Wednesday, October 22, 2008

USA Hospital Patient Satisfaction Report

It's not widely known, but Medicare began collecting survey responses recently that asked patients a number of questions about their recent hospital stay. CMS has not restricted this to Medicare patients only, they call anyone who is eligible, regardless of payer. My boss was kind enough to give me the opportunity to take the data from Medicare and make a consumer-oriented report card that is easy and quick to use.

The site is AboutHealthSatisfaction.org and is completely free to use, no registration required, and does not contain ads. The source data is available on the Hospital Compare Web site put out by CMS, but it's hard to get to, hard to read, and restricts you to only a handful of hospitals to compare at a time. However, CMS makes the data freely available for download, so this is what I came up with.

Please go check it out, and let me know your thoughts and feedback here. I plan on updating the site every three months when the fresh data comes out. Right now I have three editions of the data, so you can even track numbers from quarter to quarter.
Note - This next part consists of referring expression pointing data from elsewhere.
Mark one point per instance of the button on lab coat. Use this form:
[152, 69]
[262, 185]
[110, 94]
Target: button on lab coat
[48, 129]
Go have a look, and check back here to let me know what you think.

6 comments:

Matt said...

Excellent!

An option to view all measures simultaneously would be helpful (I'm thinking, for example, if I want to print off a comparison for Mom).

The data collection period would be useful as well. It probably varies between facilities; maybe put it on the single-provider page?

Thanks, Jaz. Another great resource making Medicare data useful. Like the AHRQ State Snapshots of Quality only even easier to use.

Anonymous said...

No need to publish this comment, but Maryland and D.C. are a little glitchy on the map.

Jaz said...

Easer Egg time! Click any hospital name in the comparison graph and you'll get all the measures for *that* hospital. (There's one more bonus feature, can you find it...?)

Jaz said...

re: Maryland DC glitch, looks like we haven't closed a line there somewhere, I'll look into it, thanks Matt.

And yeh, it's a blog about transparency, I publish the flaws too :)

Jaz said...

Data collection period went in and out of the design like a yoyo. I'll think about where to put it back in. I agree, it's needed.

Jaz said...

"Maryland and D.C. are a little glitchy on the map."

I moved DC to the Atlantic, let me know if it works better now.

Disclosures and Disclaimers

Disclosures

My employer is compensated through funding to provide analytical research, technology solutions, and Web-based public and private health care performance reports by the State of New York, the State of Illinois, the Centers for Medicare & Medicaid Services, the Agency for Healthcare Research and Quality, the Commonwealth Fund and Bridges to Excellence. I am not being compensated by any of these organisations to create articles for or make edits to this Web site or any other medium; and all posts authored by me are as an individual and do not represent my employer or the agencies I work for.